Le explican que la Marcha por la Vida consiste en una caminata por los escenarios del horror, particularmente entre Auschwitz 1 y Birkenau. El objetivo, le dicen, es que los jóvenes conozcan el pasado y sepan lo que vivieron los judíos en los campos nazis. Siempre es mejor oír las historias por quienes las vivieron, le dicen.

—Y como usted es una sobreviviente de Auschwitz nos gustaría invitarla para que viaje con nosotros y les cuente a los alumnos qué pasó en ese lugar —dicen, y guardan silencio.

Cuando el hombre termina de hablar, Hanka puede sentir la inquietud de sus hijos, que se cruzan de piernas, mueven tazas y platos, miran celulares. Sólo les falta protestar. Ella, en cambio, está más confundida que asustada y sólo piensa en un largo número del que sólo recuerda las tres últimas cifras: 753. Entonces guarda un profundo y largo silencio.

—Perdón que me meta, pero no me parece que sea una buena idea —dice Adrián.

—Mi madre sufrió mucho en Polonia. ¿Para qué va a ir? ¿Para deprimirse? Además, todavía no se recuperó de la muerte de mi papá, que murió hace menos de un año… No sé, él estaba más acostumbrado a hablar de la guerra, pero mamá va a sufrir… ella nunca contó demasiado. Además, mamá tiene ochenta y cuatro años, y en esos lugares hay que caminar mucho. ¿Y si le pasa algo? ¿Y si se descompone? —protesta Alejandro.
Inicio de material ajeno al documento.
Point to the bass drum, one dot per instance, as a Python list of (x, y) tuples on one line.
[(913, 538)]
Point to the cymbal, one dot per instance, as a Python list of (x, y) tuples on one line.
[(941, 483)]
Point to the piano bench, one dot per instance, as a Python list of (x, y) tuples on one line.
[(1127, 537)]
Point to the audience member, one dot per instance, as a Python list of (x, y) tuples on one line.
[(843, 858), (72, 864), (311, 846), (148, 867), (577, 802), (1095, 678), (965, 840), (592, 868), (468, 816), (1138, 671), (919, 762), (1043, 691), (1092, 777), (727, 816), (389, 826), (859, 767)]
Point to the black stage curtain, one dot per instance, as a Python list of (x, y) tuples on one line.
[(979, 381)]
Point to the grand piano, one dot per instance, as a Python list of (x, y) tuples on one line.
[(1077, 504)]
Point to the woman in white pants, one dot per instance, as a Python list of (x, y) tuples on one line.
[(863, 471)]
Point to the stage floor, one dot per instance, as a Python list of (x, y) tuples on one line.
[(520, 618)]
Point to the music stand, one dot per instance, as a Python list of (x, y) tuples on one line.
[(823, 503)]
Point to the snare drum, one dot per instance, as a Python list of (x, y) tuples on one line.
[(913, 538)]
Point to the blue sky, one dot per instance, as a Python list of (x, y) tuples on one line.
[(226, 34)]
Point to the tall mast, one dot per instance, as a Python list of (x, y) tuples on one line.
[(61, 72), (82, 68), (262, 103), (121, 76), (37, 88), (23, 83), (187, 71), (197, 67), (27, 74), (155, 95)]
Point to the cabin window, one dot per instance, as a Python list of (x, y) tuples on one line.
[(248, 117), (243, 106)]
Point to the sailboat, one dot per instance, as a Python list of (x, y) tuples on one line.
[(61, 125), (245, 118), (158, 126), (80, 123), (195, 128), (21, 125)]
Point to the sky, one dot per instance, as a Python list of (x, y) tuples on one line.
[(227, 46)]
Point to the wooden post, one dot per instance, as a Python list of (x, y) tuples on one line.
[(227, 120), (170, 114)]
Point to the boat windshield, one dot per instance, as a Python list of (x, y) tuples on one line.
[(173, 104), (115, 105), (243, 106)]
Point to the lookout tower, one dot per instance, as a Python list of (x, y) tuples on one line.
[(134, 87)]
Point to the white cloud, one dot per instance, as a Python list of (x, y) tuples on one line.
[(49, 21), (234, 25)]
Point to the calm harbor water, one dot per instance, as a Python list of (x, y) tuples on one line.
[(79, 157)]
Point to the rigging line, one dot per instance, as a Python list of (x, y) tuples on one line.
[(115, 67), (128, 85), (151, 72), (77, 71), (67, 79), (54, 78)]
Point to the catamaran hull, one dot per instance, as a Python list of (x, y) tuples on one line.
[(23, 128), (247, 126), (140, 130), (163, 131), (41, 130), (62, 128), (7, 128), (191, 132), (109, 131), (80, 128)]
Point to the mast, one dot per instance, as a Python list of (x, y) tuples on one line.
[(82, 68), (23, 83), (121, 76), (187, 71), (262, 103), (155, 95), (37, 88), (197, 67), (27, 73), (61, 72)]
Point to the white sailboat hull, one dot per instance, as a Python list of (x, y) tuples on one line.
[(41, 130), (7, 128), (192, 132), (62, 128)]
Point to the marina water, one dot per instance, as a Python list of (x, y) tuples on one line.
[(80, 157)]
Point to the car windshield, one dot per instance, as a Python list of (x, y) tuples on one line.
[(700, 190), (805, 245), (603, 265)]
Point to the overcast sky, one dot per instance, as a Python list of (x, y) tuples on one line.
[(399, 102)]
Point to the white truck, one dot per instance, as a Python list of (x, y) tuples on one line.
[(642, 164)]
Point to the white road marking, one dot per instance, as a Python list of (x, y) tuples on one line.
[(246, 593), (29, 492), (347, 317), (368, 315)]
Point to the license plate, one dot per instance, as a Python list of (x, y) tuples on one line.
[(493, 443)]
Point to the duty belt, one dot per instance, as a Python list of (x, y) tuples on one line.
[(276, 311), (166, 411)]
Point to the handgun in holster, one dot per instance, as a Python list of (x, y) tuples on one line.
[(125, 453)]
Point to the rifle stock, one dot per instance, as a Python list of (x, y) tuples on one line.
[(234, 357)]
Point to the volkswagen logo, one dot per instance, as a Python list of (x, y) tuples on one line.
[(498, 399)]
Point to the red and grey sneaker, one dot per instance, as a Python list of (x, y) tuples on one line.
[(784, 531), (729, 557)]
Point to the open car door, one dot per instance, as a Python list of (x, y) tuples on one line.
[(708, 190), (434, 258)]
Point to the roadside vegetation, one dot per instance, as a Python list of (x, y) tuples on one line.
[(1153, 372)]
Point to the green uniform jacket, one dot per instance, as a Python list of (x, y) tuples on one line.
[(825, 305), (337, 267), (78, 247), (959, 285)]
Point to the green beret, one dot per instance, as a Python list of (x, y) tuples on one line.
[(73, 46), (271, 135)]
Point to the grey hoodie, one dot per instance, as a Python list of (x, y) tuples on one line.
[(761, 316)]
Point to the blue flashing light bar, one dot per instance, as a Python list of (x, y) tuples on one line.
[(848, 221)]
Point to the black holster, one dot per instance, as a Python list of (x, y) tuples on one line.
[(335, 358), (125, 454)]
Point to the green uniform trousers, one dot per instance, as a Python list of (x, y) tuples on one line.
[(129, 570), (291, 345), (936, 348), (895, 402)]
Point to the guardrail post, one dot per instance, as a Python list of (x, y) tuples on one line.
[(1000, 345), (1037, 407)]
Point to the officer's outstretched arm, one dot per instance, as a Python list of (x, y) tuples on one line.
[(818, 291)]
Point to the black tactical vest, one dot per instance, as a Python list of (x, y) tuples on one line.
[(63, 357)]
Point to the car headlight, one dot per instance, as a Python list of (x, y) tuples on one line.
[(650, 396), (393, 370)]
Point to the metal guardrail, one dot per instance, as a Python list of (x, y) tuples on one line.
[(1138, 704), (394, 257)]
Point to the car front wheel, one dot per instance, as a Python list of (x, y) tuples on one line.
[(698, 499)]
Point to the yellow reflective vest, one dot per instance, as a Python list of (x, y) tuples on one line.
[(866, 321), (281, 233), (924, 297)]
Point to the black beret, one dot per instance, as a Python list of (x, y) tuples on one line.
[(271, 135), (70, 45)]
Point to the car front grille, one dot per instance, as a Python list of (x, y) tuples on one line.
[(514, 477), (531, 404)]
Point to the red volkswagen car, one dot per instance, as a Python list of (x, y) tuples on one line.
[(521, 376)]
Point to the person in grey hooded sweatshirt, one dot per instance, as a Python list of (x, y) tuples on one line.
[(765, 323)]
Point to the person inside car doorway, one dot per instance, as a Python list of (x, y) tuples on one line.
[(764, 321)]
Hanka los deja hablar. Después de todo sabía cómo iban a reaccionar. Lo que no sabía era que con sólo oír la palabra Polonia ella caería en semejante confusión: una confusión llena de imágenes atemporales que le muestran a su hermano Oskar jugando al fútbol, a Raquel patinando en el lago congelado, a Malka cantando en torno a la mesa, a Hela regresando de la universidad con los lentes destrozados, la cara ensangrentada de su padre, el hambre, el frío, una cola larga en medio de la noche bajo una lluvia de cenizas, y esa tristeza infinita de ver a las personas vacías de toda humanidad al otro lado de los paredones que rodeaban los ghettos y los alambrados electrificados de los campos.

—Mamá, ¿vos qué pensás? ¿No te parece que es arriesgado?

—Nunca volví… con mi marido nunca quisimos volver —dice Hanka, mirando un punto indefinido de una pared blanca, y con temor pregunta—: ¿Van a Lodz?

—No —se apura a aclarar uno de los hombres—, Varsovia, Lublín, Cracovia, Auschwitz…

—Es una locura —dice al fin Alejandro, dejando de lado cualquier explicación racional, buscando la complicidad de su madre—: ¿O no, mamá?

Como si despertara del sopor que la inmovilizaba, Hanka alza una mano para llamar la atención de esos cuatro hombres.

—Mis hijos me quieren y están preocupados. Yo tampoco tengo claro si quiero ir a ese lugar —dice, sin atreverse siquiera a pronunciar la palabra Polonia—. Pero soy adulta. La decisión la voy a tomar yo. Sólo les pido que me den unos días para pensar.

La frase despierta tanto rechazo en sus hijos como esperanza en los dos hombres de la ORT, que ahora le cuentan detalles del viaje, tratan de seducirla diciendo que podrá visitar a sus amigos de Israel, que la van a cuidar, que los alumnos están muy ilusionados con poder viajar junto a ella. Pero Hanka ya dejó de escucharlos, a ellos y a sus hijos, que bufan como niños caprichosos. Ahora, mientras vuelve a frotarse la espalda, Hanka descubre que son otras voces las que la reclaman, las que susurran en sus oídos y la obligan a cerrar los ojos buscando rostros, gestos, texturas que le permitan recordar su historia y enfrentar su dolor.